Edit: nevermind this answer, I'm wrong (see comment below).
I'm afraid it will be very, very hard to have a faster matrix multiplication in python than by using numpy's. NumPy usually uses internal fortran libraries like ATLAS/LAPACK that are very very well optimized.
To check if your version of NumPy was built with LAPACK support: open a terminal, go to your Python install directory and type:
for f in `find lib/python2.7/site-packages/numpy/* -name \*.so`; do echo $f; ldd $f;echo "\n";done | grep lapack
Note that the path can vary depending on your python version.

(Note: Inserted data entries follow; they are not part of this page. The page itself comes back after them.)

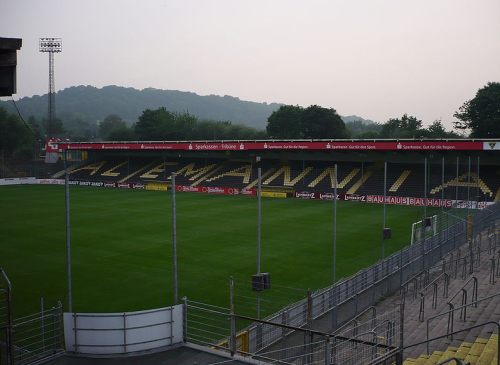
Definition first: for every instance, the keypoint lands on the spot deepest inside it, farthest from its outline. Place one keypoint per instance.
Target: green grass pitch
(122, 244)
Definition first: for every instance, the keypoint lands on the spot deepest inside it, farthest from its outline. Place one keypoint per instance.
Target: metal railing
(377, 338)
(38, 335)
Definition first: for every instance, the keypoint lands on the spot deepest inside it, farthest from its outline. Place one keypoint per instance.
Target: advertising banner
(284, 145)
(206, 189)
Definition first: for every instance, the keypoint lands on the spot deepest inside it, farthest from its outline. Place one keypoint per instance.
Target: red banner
(206, 189)
(329, 196)
(271, 145)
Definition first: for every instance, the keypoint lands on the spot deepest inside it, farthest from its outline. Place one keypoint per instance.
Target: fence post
(309, 318)
(184, 319)
(327, 350)
(232, 340)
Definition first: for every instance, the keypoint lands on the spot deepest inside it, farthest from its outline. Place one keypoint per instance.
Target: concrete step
(476, 351)
(489, 351)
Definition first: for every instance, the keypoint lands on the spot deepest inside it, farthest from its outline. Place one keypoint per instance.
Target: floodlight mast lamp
(51, 46)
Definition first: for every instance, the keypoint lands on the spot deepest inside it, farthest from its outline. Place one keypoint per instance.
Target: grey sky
(376, 59)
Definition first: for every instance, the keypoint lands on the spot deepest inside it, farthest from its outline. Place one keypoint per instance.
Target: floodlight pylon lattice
(51, 46)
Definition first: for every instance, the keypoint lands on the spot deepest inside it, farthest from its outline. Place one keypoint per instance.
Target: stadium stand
(403, 179)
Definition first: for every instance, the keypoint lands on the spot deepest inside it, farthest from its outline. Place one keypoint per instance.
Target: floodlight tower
(51, 46)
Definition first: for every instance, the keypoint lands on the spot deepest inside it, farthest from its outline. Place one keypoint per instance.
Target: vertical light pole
(68, 234)
(51, 46)
(384, 217)
(335, 225)
(259, 222)
(174, 239)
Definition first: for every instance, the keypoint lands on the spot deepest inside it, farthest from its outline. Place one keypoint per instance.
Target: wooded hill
(90, 104)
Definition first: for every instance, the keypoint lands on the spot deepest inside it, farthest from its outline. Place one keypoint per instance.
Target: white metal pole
(174, 239)
(68, 235)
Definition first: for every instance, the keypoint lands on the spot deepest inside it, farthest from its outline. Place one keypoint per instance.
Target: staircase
(427, 307)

If you some lines get printed, you surely have LAPACK support... so having faster matrix multiplication on a single core will be very hard to achieve.
Now I don't know about using multiple cores to perform matrix multiplication, so you might want to look into that (see ali_m's comment).
use a GPU. use the following package.
gnumpy
The speed of np.multiply heavily relies on the arrays beeing exactly the same size.
a = np.random.rand(80000,1)
b = np.random.rand(80000,1)
c = np.multiply(a, b)
is fast as hell whereas the following code takes more than a minute and uses up all my 16 GB of ram:
a = np.squeeze(np.random.rand(80000,1))
b = np.random.rand(80000,1)
c = np.multiply(a, b)
So my advice would be to use arrays of exactly the same dimensions. Hope this is useful for someone looking how to speed up element-wise multiplication.